Outlook: The Rays have money to spend and prospects to deal, and with a team this good and a front office with a great track record, it’s easy to project them into the playoffs as either a division winner or a Wild Card team. Shortstop could be an area that will be addressed.

3) Rangers (35-30, +33 run differential) -- The Rangers have won six of nine games since losing their best player (CF Joey Gallo) to an oblique injury. RHP Adrian Sampson has a 1.99 ERA in his last five appearances and has added quality depth to the rotation. Instead of dealing LHP Mike Minor (2.52 ERA, 1.175 WHIP), the Rangers suddenly may be looking to add pitching.

Outlook: GM Jon Daniels is in an interesting position. He believed his club could contend in 2020 or 2021 if he was able to draft pitching and trade Minor -- and potentially others -- for young pitching. Now a window he didn’t expect to be open has opened thanks to Gallo’s emergence as one of the best players in the game and the team showing grit and resilience under new manager Chris Woodward. Daniels could have a different view of things by July 31, but for now, he seems likely to try to acquire pitching.

4) D-backs (35-32, +61 run differential) -- The D-backs lead the NL in runs even after the offseason departures of 1B Paul Goldschmidt and CF A.J. Pollock. Six Arizona regulars have at least an OPS of .809 or better, including 3B Eduardo Escobar at .950. RHPs Zack Greinke and Merrill Kelly and LHP Robbie Ray give the rotation a solid front three. In a crowded NL Wild Card field, the D-backs may have staying power.

Outlook: Do not expect the D-backs to tear up their blueprint and go all-in on this season. Even with a surprising start, they’re still a long shot to make the playoffs. More interesting would be how GM Mike Hazen views trade offers for Greinke and/or Ray. Given the scarcity of starting pitching, he’s likely to be tempted. More likely the standings around the Trade Deadline will dictate his decision.

5) Cardinals (32-32, +10 run differential) -- The Cardinals are 12-22 since a 20-10 start, and so they’re either one of baseball’s most disappointing teams or a real good team that has had a bad few weeks.
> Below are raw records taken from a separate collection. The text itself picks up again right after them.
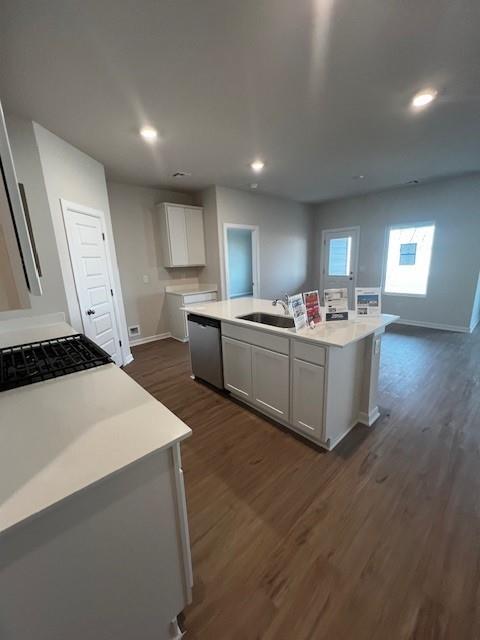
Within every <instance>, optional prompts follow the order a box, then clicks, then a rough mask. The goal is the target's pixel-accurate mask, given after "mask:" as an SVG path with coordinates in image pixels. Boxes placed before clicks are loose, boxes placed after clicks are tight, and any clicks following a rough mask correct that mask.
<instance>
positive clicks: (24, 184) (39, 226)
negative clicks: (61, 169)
mask: <svg viewBox="0 0 480 640" xmlns="http://www.w3.org/2000/svg"><path fill="white" fill-rule="evenodd" d="M6 121H7V129H8V136H9V139H10V144H11V147H12V154H13V161H14V164H15V169H16V172H17V178H18V180H19V182H22V183H23V184H24V187H25V194H26V197H27V202H28V208H29V211H30V218H31V223H32V230H33V235H34V238H35V243H36V246H37V250H38V255H39V259H40V264H41V268H42V288H43V296H30V304H31V308H30V309H23V310H16V311H5V312H2V313H0V319H1V320H6V319H8V318H18V317H24V316H32V315H33V316H37V315H43V314H46V313H52V312H57V311H60V312H63V313H65V314H68V306H67V298H66V295H65V289H64V285H63V279H62V274H61V269H60V260H59V257H58V251H57V246H56V241H55V234H54V231H53V222H52V217H51V215H50V207H49V203H48V198H47V192H46V189H45V183H44V180H43V174H42V168H41V165H40V155H39V151H38V147H37V142H36V139H35V133H34V130H33V123H32V122H31V121H30V120H25V119H23V118H19V117H17V116H13V115H7V117H6Z"/></svg>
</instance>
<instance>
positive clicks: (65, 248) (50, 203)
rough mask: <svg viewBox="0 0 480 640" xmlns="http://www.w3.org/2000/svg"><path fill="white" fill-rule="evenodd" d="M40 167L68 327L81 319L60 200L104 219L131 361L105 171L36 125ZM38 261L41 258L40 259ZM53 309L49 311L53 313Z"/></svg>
mask: <svg viewBox="0 0 480 640" xmlns="http://www.w3.org/2000/svg"><path fill="white" fill-rule="evenodd" d="M33 130H34V133H35V139H36V141H37V146H38V152H39V156H40V163H41V168H42V173H43V179H44V182H45V189H46V193H47V197H48V204H49V208H50V214H51V220H52V222H53V231H54V237H55V240H56V247H57V251H58V258H59V261H60V267H61V275H62V278H63V287H64V292H65V296H66V301H67V307H68V316H69V319H70V324H71V325H72V326H73V327H74V328H75V329H76V330H77V331H83V323H82V316H81V312H80V308H79V304H78V300H77V294H76V289H75V281H74V277H73V271H72V266H71V263H70V254H69V249H68V242H67V236H66V232H65V226H64V221H63V213H62V208H61V205H60V200H61V199H62V198H63V199H65V200H70V201H71V202H75V203H77V204H81V205H84V206H86V207H91V208H93V209H100V210H101V211H103V213H104V215H105V233H106V236H107V242H108V245H109V249H110V255H111V259H112V269H113V286H114V290H115V294H116V302H117V308H118V313H119V318H118V321H119V332H120V339H121V340H122V354H123V360H124V362H127V361H128V360H129V359H131V353H130V347H129V342H128V336H127V324H126V319H125V311H124V306H123V296H122V288H121V284H120V276H119V273H118V263H117V255H116V251H115V242H114V238H113V232H112V223H111V218H110V205H109V202H108V194H107V184H106V180H105V170H104V167H103V165H102V164H100V163H99V162H97V161H96V160H94V159H93V158H91V157H90V156H87V155H86V154H85V153H83V152H82V151H79V150H78V149H76V148H75V147H73V146H72V145H70V144H68V143H67V142H65V141H64V140H62V139H61V138H59V137H58V136H56V135H54V134H53V133H51V132H50V131H47V130H46V129H44V128H43V127H41V126H40V125H38V124H37V123H33ZM40 258H41V256H40ZM53 310H56V309H50V311H53Z"/></svg>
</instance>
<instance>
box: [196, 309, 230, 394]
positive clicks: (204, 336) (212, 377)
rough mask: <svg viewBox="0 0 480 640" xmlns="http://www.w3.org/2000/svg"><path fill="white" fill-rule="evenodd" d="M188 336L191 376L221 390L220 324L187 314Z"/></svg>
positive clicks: (200, 316) (221, 382)
mask: <svg viewBox="0 0 480 640" xmlns="http://www.w3.org/2000/svg"><path fill="white" fill-rule="evenodd" d="M188 335H189V338H190V359H191V362H192V372H193V375H194V376H195V377H196V378H200V380H204V381H205V382H208V383H209V384H212V385H213V386H214V387H217V388H218V389H223V364H222V335H221V330H220V322H219V321H218V320H214V319H213V318H205V317H204V316H197V315H195V314H193V313H189V314H188Z"/></svg>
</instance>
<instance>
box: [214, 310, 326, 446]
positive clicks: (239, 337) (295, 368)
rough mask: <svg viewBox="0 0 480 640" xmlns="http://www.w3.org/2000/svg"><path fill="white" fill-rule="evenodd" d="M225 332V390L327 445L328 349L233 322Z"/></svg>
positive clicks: (224, 364)
mask: <svg viewBox="0 0 480 640" xmlns="http://www.w3.org/2000/svg"><path fill="white" fill-rule="evenodd" d="M222 334H223V337H222V343H223V373H224V384H225V388H226V389H227V390H228V391H230V392H231V393H233V394H234V395H236V396H237V397H238V398H239V399H243V400H245V401H246V402H248V403H249V404H251V405H253V406H254V407H256V408H257V409H258V410H259V411H261V412H263V413H266V414H268V415H269V416H271V417H273V418H276V419H277V420H278V421H280V422H281V423H282V424H285V425H287V426H290V427H291V428H293V429H295V431H299V432H301V433H302V434H304V435H305V436H307V437H308V438H310V439H311V440H314V441H315V442H319V443H324V442H325V441H326V440H327V437H328V434H325V427H324V424H325V423H324V402H325V366H326V359H327V358H326V349H325V348H324V347H322V346H316V345H311V344H307V343H304V342H301V341H299V340H296V339H293V340H291V339H289V338H284V337H282V336H278V335H273V334H270V333H266V332H263V331H256V330H254V329H250V328H247V327H244V326H241V327H240V326H236V325H231V324H228V323H222Z"/></svg>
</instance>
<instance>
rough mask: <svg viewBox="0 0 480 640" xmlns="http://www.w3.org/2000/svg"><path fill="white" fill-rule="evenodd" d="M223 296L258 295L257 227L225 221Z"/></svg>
mask: <svg viewBox="0 0 480 640" xmlns="http://www.w3.org/2000/svg"><path fill="white" fill-rule="evenodd" d="M224 247H225V296H226V298H244V297H247V296H252V297H254V298H257V297H259V286H258V282H259V276H258V262H259V261H258V227H256V226H250V225H241V224H232V223H225V225H224Z"/></svg>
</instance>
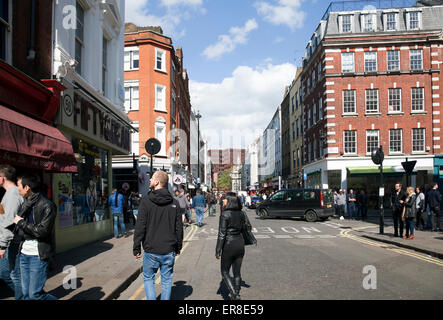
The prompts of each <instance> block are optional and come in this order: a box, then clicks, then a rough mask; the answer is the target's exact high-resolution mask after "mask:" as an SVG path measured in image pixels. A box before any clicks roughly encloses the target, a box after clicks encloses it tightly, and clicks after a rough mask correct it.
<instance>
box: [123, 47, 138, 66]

They’re hitting .225 and scoring 3.9 runs per game in this tough stretch. One thing they’re not doing: selling at the Trade Deadline. They’re all-in for 2019.

Outlook: Are the Cardinals what almost everyone projected them to be? Or are they the team that has had a really tough few weeks in virtually every area? Perhaps the good news -- okay, it’s really terrible news -- for president of baseball operations John Mozeliak is that the Cardinals need help in so many areas that they can’t all be addressed with trades. Unless something changes, the Cardinals seem committed to staying the course with their current group and possibly even adding to it.

6) Nationals (31-35, +1 run differential) -- If they add a reliever (or two), they’re capable of making the playoffs even after a 16-25 start in which blame rested on a bullpen with a 6.25 ERA. During this 12-4 hot stretch, Washington’s starters have a 3.00 ERA and their offense has scored the third-most runs in the Majors. The bullpen has been better but not nearly good enough.

Outlook: Would the Nationals trade either of their two best players -- 3B Anthony Rendon or utility man Howie Kendrick? At the moment, there’s zero chance of that happening even though Rendon likely will test the free-agent market after the season. GM Mike Rizzo wasn’t allowed to trade Bryce Harper to the Astros last summer, and it seems unlikely his bosses will have a different view of Rendon. If the Nationals continue to play well, Rizzo will try hard to upgrade the bullpen and see if his team can make an improbable postseason run.